Black Twitter was in full debate mode last night. This time, users were split on whether it is appropriate to refer to an older Black woman as “Auntie.” The debate began after filmmaker Ava DuVernay responded to a now-deleted tweet of podcast host Van Lathan, who referred to her as “Auntie.”
For the record, I happily respond to:— Ava DuVernay (@ava) June 4, 2019
“Hello, Ms. DuVernay”
“Hello, Ava” (safest bet)
Ms. Ava is fine if you’re under 18.
Thanks for showing me respect regardless, Van. Had fun talking to you. Wishing you all good things. 🙏🏾
The term “Auntie” in African-American culture usually refers not only to family but any older Black women exhibiting confidence, wisdom, and warm traits. For example, many consider Mary J. Blige to be an “Auntie” of the music industry, as she is seen as someone who paved the way for many artists of this generation.
Still, some do not find the term to be endearing. Many on Twitter said they believed the term should only be used to refer to family, while others said regardless of personal sentiments, people should respect the fact that DuVernay does not want to be called “Auntie” on the internet.
I don't understand the insistence @ava welcome Auntie. It's not her name, she's not your kin. You can just say Ms. Duvernay & keep it moving if you want to show an extra level of respect.— ❄Mikki Kendall❄ (@Karnythia) June 4, 2019
Others were confused about “Auntie” can be taken as an insult, especially since the term has existed in African-American culture for generations.
“Auntie” is an insult now? This where we at? pic.twitter.com/1ueCkk9Wr0— (F²) 🐘🥭 (@fonzfranc) June 4, 2019
So to be clear, the word “Auntie” is used for older fine single women with no kids but she cool sassy and educated, drives a coupe with leopard print interior, stays fresh, about her money and is probably being chased by somebody’s husband? pic.twitter.com/SCaHu0fhaB— Queen Nefertiti (@Still_Bourgeois) June 4, 2019
Arguments against the term asserted it “desexualizes” women, and in response, some people said that there was nothing less sexy about getting older in age.

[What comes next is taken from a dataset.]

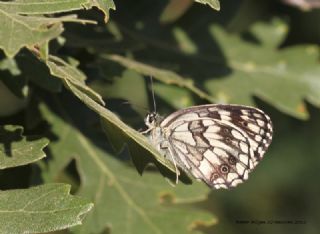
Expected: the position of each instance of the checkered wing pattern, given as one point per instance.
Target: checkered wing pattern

Actress Jackée Harry, who’s known for her role as Lisa Landry on the show Sister, Sister, let her fans know amid the Twitter debate that they can still use the term to refer to her. Harry is the first and only Black actress to win an Emmy Award for Outstanding Supporting Actress in a Comedy Series, which has since granted her “Auntie” status.
Absolutely! Good luck desexualizing this Auntie. 💋 https://t.co/DAvpHaft4X— Jackée Harry (@JackeeHarry) June 4, 2019
“We stan a confident legend,” one user said to Harry.
We stan a confident legend.— She Art Loosed (@SoualiganAmazon) June 4, 2019
In the end, per her request, most people settled on calling Ava DuVernay “Queen” instead.